Ah, to think how many cronjobs are out there running certbot on * * * * *!
[0]: https://letsencrypt.org/docs/rate-limits/#consecutive-author...
It's very under-engineered, maybe a trifold pamphlet on light A11 printed with a laser jet running out of ink.
I've probably spent more time talking about how much it sucks than I have bothered considering a proper solution, at this point.
I respect this. Reading someone else write this makes me feel more comfortable thinking about the things in my life I could be doing more to improve, which makes me respect this even more.
I hope they don't go any shorter than a month. Let the user pick, any value up to a year should do.
Incidentally the fact that it took them 4 days to respond to that issue is why I'll be wary of getting 6-day certs for them. The only reason it wasn't a problem there was that it was a 30d cert and had plenty of time remaining, so I was in no rush. (Also ideally they'd have a better support channel than an open forum where an idiot "Community Leader" who doesn't know what he's talking about wastes your time, as happened in that thread.)
To make 24 hour valid certs practical you would need to generate them ahead of time and locally switch them out. This would be a lot more reliable if systems supported two certs with 50% overlapping validity periods at the same time.

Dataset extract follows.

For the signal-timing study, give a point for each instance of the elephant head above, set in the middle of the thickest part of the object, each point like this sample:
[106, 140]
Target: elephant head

(90 days will remain the default though)
SES? Around $0.0001 per e-mail
https://letsencrypt.org/2025/01/22/ending-expiration-emails/
The only email they're keeping are mailing lists which you need to subscribe to seperately which are presumably run by an external provider.
3% and "3,200 people manually unpaused issuance" does seem much higher than expected to me and no cause for celebration, especially at this scale.
Are there no better patterns to be exploited to identify 'zombies'? Running experiments with blocking and then unblocking to validate should work here.
I guess this falls into the bucket of: sure we can do that, given sufficient time and resources
I understood a zombie to represent a client that is dead and will never come back to live again. Since they came back to live they were not actually zombies. So manual action from actually alive clients was required. That may be ok, since they behavior was not acceptable, but in the spirit of not penalizing it would be better to not block those clients if they can be identified and sufficient resources are available to shoulder their misbehaviour.
> The pause may have simply been the reason that someone became aware there was even a problem.
I didn't take that into account and it would be neat. But why would they become aware after this change? Because the error message(/code?) is now different?
If this is the error that you're getting, then hitting unpause won't make the certificate requests start working. You'll just go back to receiving the persistent error messages from before the pause.
What do you gain by automating it? This isn't an error that you'll experience in day-to-day successful operation. It's not an error that reoccurs after resolution because it can be removed for years with one action. This lock will only happen if a cert request is consistently broken for a really long time.
Fixing the underlying cause of the cert issuance failures requires human intervention anyway, a human can easily click the button. They also provide first-class support for bulk enablement.
The motivations for automating button are extremely small.